As the newspaper horizons expanded, so grew the profession of newspaper correspondent. Who were they? There not much biographical data for most, and what can be studied is not statistically significant, but nonetheless useful. Of seventy-eight Northern war correspondents for whom the data is relatively complete, four out of five had been in newspaper work before the war. More than half had been born in a city. Three women reported from Washington. There was at least one black correspondent: Thomas Morris Chester of the Philadelphia Press. There was a smattering of lawyers and schoolteachers. One journalist was a professional mariner. At least two had served a prison term. The average age was in the late twenties; half a dozen were nineteen or less when the war started—Joe Robinson of the Philadelphia Inquirer was sixteen. Some were immigrants; nineteen-year-old Joe McCullagh from Ireland, eight years in America; twenty-six-year-old Henry Villard, born Ferdinand Heinrich Gustav Hilgard, who left his native Bavaria in 1853 and borrowed the name of a former schoolmate to hide from his father, who wanted to put him in the army back home. Of the fifty for whom educational background is available, nearly half had attended college. Notable among the artists: Thomas Nast was twenty, Winslow Homer twenty-one.

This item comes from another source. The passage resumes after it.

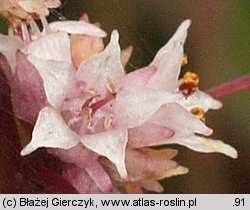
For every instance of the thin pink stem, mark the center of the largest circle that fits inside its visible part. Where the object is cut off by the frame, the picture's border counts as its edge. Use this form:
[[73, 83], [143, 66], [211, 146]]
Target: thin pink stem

The pay was, well, adequate. When the war began, a New York-based staffer for the Tribune earned about as much as a captain in the Union Army, roughly $27 a week; space-rates for free-lance writers began at $7.50 a column. A presumed glamor may have drawn some to the job; travel, meeting famous people, and for many, the journey began with a few unsolicited letters to a newspaper. However, most papers received far more letters than could ever be printed, and rather than an offer of encouragement, the editor's response was more likely to be along the lines suggested in one reporter's post-war memoir: "My Dear Sir—Your article has unquestionable merit; but by the imperative pressure of important news upon our columns, we are very reluctantly compelled . . .etc." Of course, many new reporting jobs opened up the moment the war began--but any presumed glamor quickly evaporated at the first sight of mangled dead.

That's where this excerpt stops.